In the field of artificial intelligence, problem solving can be simplified by an appropriate choice of knowledge representation. Representing knowledge in some ways makes certain problems easier to solve. For example, it is easier to divide numbers represented in Hindu-Arabic numerals than numbers represented as Roman numerals.

History of Knowledge Representation

September 4th, 2010 No comments

In computer science, particularly artificial intelligence, a number of representations have been devised to structure information.

KR is most commonly used to refer to representations intended for processing by modern computers, and in particular, for representations consisting of explicit objects (the class of all elephants, or Clyde a certain individual), and of assertions or claims about them (‘Clyde is an elephant’, or ‘all elephants are grey’). Representing knowledge in such explicit form enables computers to draw conclusions from knowledge already stored (‘Clyde is grey’).

Many KR methods were tried in the 1970s and early 1980s, such as heuristic question-answering, neural networks, theorem proving, and expert systems, with varying success. Medical diagnosis (e.g., Mycin) was a major application area, as were games such as chess.

In the 1980s, formal computer knowledge representation languages and systems arose. Major projects attempted to encode wide bodies of general knowledge; for example the “Cyc” project (still ongoing) went through a large encyclopedia, encoding not the information itself, but the information a reader would need in order to understand the encyclopedia: naive physics; notions of time, causality, motivation; commonplace objects and classes of objects.

Through such work, the difficulty of KR came to be better appreciated. In computational linguistics, meanwhile, much larger databases of language information were being built, and these, along with great increases in computer speed and capacity, made deeper KR more feasible.

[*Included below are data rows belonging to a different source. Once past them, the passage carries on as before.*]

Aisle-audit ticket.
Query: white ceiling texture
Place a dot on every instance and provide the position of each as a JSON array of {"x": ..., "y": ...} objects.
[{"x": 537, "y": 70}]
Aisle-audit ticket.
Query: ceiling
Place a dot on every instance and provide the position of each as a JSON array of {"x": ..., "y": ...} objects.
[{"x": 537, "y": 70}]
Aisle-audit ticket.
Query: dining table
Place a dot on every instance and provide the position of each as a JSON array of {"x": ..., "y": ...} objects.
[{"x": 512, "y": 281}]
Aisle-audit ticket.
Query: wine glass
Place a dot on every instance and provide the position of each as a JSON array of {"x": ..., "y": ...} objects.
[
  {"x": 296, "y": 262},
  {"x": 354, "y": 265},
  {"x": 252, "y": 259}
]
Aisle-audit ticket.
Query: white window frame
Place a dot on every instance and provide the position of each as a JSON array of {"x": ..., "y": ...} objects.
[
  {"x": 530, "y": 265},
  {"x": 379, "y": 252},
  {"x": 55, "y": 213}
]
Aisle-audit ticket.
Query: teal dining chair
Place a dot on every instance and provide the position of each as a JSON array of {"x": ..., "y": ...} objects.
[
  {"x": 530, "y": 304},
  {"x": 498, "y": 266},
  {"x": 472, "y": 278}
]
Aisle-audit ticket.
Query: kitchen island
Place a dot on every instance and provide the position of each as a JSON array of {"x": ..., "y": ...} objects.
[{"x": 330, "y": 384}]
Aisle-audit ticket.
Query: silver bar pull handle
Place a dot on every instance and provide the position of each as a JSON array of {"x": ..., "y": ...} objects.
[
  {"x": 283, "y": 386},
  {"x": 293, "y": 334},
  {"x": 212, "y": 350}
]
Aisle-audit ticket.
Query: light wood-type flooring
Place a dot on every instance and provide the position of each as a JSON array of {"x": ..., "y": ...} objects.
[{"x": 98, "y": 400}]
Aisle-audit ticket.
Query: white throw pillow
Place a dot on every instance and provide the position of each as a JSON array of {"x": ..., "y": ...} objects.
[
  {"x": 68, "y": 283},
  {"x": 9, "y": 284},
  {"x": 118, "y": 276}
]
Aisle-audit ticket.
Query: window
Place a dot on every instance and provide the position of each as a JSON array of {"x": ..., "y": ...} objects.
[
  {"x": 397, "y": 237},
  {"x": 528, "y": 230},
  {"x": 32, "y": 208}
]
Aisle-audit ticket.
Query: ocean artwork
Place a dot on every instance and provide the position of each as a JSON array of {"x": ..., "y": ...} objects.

Several programming languages have been developed that are oriented to KR. Prolog developed in 1972, but popularized much later, represents propositions and basic logic, and can derive conclusions from known premises. KL-ONE (1980s) is more specifically aimed at knowledge representation itself. In 1995, the Dublin Core standard of metadata was conceived.

In the electronic document world, languages were being developed to represent the structure of documents, such as SGML (from which HTML descended) and later XML. These facilitated information retrieval and data mining efforts, which have in recent years begun to relate to knowledge representation.